Despite that, EU sources we spoke to for this report suggested that negotiations on this issue are moving in the previously agreed direction — and one source suggested the French “switcheroo” may just have been a “hardball” bargaining tactic rather than a genuine U-turn on what O had promised in public.

We also understand that last week a new (“strong”) article text was proposed by the parliament’s negotiating team — which the Council was set to discuss this week.

Still, as EU lawmakers often like to observe of their own sphinx-like processes, nothing is agreed until everything is agreed — so the two (agreed) restrictions on ad targeting will only be (actually) confirmed at the end of the process.

Evidently, BEUC doesn’t want to take any chances: Its letter also puts pressure on the French presidency not to row back on the previously negotiated bans on processing minors’ data and sensitive data for ad targeting. Again, this is a bare minimum provision in the consumer protection group’s view — BEUC continues to advocate for a complete ban on tracking-based ad targeting. But, in the meanwhile, its point is that the least EU lawmakers can do is adopt the restrictions they already agreed.

“Commercial surveillance is one of the main problems that consumers and our society face in the digital world. Online targeted advertising based on the pervasive tracking and profiling of consumers, also referred to as ‘surveillance advertising,’ lies at the heart of commercial surveillance business models. This type of advertising thrives on the exploitation of consumers’ privacy and personal data. It facilitates systemic manipulation and discrimination and fosters disinformation,” it writes in the letter.

“It is imperative to adopt strong measures to create a fairer and safer online environment. As a minimum, the DSA must include the prohibition on the processing of personal data of minors and data of sensitive nature for the purposes of behavioural targeted advertising. Such prohibitions should apply to all intermediary services. This would be an essential step forward to address some of the most harmful elements of the on-line environment for consumers.”

There’s one more DSA trilogue discussion planned — due to take place at the end of this month — so there’s not much time left to hash out agreement on any remaining disputed elements. Assuming agreement can be reached (a long planned update to the EU’s ePrivacy rules is still pending that, for example).
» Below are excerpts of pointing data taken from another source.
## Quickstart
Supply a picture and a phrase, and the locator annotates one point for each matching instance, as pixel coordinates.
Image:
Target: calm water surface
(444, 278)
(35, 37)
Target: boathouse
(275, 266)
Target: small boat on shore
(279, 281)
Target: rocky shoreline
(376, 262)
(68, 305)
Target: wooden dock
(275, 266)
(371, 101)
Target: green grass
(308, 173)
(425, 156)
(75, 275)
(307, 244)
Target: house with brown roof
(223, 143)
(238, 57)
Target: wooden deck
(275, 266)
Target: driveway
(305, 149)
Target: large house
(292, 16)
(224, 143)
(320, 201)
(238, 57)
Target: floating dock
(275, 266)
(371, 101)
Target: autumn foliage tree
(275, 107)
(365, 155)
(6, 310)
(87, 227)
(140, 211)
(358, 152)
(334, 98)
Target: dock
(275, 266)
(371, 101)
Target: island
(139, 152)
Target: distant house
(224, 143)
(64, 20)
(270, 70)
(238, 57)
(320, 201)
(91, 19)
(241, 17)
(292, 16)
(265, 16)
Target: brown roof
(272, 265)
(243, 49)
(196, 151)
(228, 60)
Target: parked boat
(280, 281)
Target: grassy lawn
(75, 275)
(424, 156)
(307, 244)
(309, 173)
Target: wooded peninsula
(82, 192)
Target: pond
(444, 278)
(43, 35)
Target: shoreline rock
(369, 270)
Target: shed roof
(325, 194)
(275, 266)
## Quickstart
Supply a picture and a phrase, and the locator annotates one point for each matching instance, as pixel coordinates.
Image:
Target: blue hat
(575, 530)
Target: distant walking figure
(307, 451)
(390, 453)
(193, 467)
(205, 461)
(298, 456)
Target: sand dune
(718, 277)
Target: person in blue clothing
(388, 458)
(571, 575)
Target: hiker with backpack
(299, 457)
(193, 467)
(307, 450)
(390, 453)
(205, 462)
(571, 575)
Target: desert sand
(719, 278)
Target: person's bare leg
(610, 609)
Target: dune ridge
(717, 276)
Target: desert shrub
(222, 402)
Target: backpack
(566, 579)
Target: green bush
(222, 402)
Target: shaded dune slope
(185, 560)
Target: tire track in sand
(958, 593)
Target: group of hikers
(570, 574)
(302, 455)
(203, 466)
As well as these core consumer protection issues that BEUC is most concerned with, the regulation covers wide-ranging content moderation and transparency provisions too, and will pile even more enforcement duties on the Commission (i.e., to oversee VLOPs’ compliance), so there is no shortage of complex topics for negotiators to clash over.

But as they do that they would do well to remember the consumer-centric purpose claimed for the original proposal — which the Commission summarized at the end of 2020 by saying: “It will give better protection to consumers and to fundamental rights online, establish a powerful transparency and accountability framework for online platforms and lead to fairer and more open digital markets.”